He had switched on the electric light, and the illumination revealed Patrick Munden lying half in, half out of the bedclothes. No, he was not beautiful, his thin pointed face unshaven, his black hair spread about the pillow, his lean body protected from the cold by pyjamas, grey with blood-red stripes, by no means so fresh as they should be. The light pressed on Munden’s eyes and he opened them, stared wildly about him, then, cursing, buried his face in the pillow.
‘Happy New Year!’ Delaney said again.
‘What the hell–’
‘Eight-thirty. You asked me as a special favour to call you.’
Munden raised his head and stared at Delaney. It was not a bad- looking face. The blue eyes were good, the forehead broad and clear, the chin finely pointed. He looked clever and peevish and hungry. He stretched himself, his open pyjama jacket showing a chest skeletonic and hairy. He rubbed his eyes with a hairy wrist.
‘Oh, it’s you, is it? Let me sleep, can’t you?’
Delaney watched him with genial good temper.
‘I’m doing you a favour. You said last night it would be the greatest of your life. You have to see the editor of something or other at ten sharp.’
‘He can go to hell. Turn the light off and let me sleep.’
‘You said I was to drag you out of bed if necessary–that your whole life depended on your getting there at ten.’
‘Well, it doesn’t. Let me sleep, can’t you?’
‘All right. But I’ll leave the light on … ‘
‘No, don’t go.’ Munden sat up, blinking. ‘How damnably fresh you look! It’s revolting. You were up till three, I don’t doubt–’
‘I was,’ Delaney said cheerfully. ‘I don’t need a lot of sleep.’
‘Well, I do…. Oh, blast! Why did I ever tell you anything about it?’
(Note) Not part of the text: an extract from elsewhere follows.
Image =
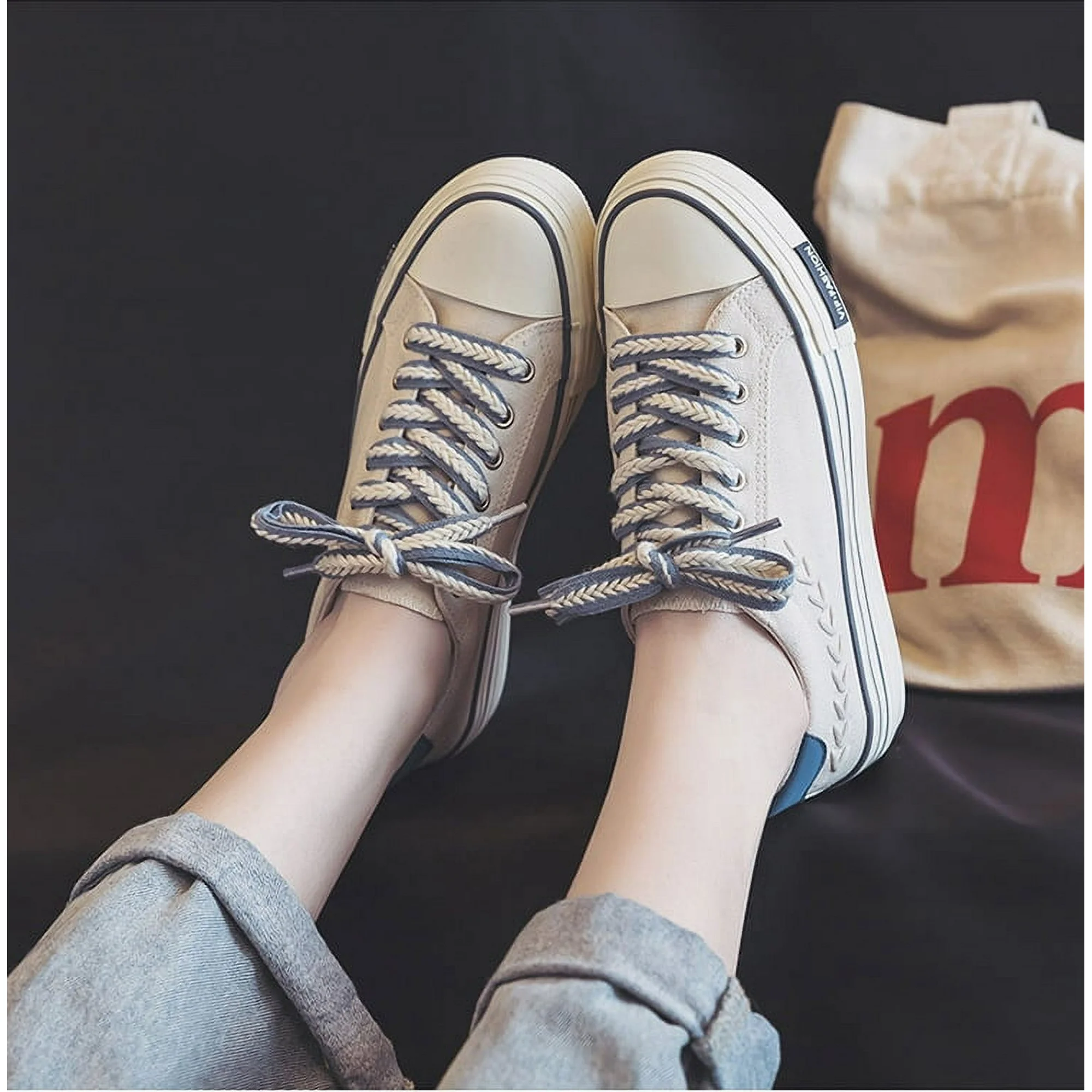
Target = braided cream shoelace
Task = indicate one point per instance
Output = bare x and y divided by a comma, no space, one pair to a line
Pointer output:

‘You were very serious. Most earnest. You said you must begin the New Year properly.’
‘Speaking of which, can you lend me a fiver?’ Munden asked. ‘Only for a week.’
‘Afraid I haven’t got such a thing,’ Delaney said, laughing.
‘Hang it all, I paid you the rent only a week ago–’
‘Thanks very much. But those are the terms, you know. If you don’t pay you go. Although we’d hate to lose you.’
Munden sighed.
‘Look in the trousers, old man, will you? They’re hanging over the chair. See if there’s anything there.’
Delaney looked in the trousers and found half a crown, some coppers, a lipstick and a half-filled packet of cigarettes. He laid these things on the dressing-table.
‘You don’t use lipstick, I hope, Patrick?’
‘No, of course not. What do you think I am? How much is there?’
‘Two and ninepence halfpenny.’
‘I’ll make them advance something on the two articles. You wouldn’t like to buy a Chrysler, would you?’
‘A Chrysler? Whatever for?’
‘It’s a marvellous bargain. Ponsonby’s only had it a year and simply not used it at all. He’d let you have it for one-fifty and I’d get a commission.’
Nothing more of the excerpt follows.